EnterpriseAlumni Inc.
- Company type: Privately held company
- Industry: Computer software
- Founded: California (2016)
- Founder: James Sinclair, Emma Sinclair
- Headquarters: Los Angeles, California, US
- Number of employees: 42
- Website: www.enterprisealumni.com

= EnterpriseAlumni =

US-based software corporation

EnterpriseAlumni is a US-based multinational software corporation that makes enterprise software to manage corporate Alumni & Retirees of large organizations. The company was co-founded in 2016 by Emma Sinclair and James Sinclair.
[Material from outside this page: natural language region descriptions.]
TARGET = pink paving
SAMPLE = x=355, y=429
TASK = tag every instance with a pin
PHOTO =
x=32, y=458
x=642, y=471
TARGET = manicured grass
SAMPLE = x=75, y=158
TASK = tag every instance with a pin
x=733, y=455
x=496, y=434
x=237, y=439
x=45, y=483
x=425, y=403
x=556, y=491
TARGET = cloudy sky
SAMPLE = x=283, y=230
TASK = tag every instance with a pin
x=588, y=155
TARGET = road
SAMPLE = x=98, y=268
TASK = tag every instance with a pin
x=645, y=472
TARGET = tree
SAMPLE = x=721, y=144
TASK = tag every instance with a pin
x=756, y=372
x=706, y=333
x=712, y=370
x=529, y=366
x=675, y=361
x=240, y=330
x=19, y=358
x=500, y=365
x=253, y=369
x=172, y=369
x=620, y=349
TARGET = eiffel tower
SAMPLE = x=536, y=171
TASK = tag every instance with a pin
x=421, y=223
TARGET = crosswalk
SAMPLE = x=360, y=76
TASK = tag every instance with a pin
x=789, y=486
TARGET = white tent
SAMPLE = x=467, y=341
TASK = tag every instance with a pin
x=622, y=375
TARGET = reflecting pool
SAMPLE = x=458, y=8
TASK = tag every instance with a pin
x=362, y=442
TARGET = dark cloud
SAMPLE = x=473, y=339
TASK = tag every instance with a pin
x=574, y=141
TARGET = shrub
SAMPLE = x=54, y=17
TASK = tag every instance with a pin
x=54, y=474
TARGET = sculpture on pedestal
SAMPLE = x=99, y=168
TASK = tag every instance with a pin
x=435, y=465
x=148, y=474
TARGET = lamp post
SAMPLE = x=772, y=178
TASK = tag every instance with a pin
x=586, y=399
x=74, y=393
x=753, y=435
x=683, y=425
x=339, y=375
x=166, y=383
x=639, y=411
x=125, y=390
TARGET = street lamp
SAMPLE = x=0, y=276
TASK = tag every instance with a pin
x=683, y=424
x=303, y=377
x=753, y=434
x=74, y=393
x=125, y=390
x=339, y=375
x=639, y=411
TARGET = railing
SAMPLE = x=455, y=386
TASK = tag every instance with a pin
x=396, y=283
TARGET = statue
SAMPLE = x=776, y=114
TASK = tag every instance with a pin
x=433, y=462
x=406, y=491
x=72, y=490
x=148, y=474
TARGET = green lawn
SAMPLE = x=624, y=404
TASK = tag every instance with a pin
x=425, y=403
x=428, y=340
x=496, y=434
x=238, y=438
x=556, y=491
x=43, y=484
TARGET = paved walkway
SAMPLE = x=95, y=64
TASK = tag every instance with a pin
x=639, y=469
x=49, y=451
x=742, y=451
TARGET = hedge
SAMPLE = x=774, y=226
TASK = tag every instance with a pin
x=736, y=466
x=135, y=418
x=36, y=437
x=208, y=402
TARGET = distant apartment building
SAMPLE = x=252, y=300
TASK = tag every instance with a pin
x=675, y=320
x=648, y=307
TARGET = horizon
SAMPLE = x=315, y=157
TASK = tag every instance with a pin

James Sinclair exited the company and a majority of his holding in August 2022 via a secondary market transaction.

== History ==
SAP aimed to launch a formal Alumni Network in 2016 in an effort to drive recruitment of Gen Z employees, in late 2015 SAP asked custom enterprise software developer EnterpriseJungle to develop the platform atop SAP's custom PaaS "SAP Cloud Platform" and it was launched by SAP CEO Bill McDermott in a press release.

In 2017 EnterpriseJungle rebranded as EnterpriseAlumni and came to market with existing SAP customers Lufthansa and Bechtel

== Competitors ==
EnterpriseAlumni competitors include Aluminati, PeoplePath, Avature, Salesforce, alumniEX, and ServiceNow's Alumni Service Center.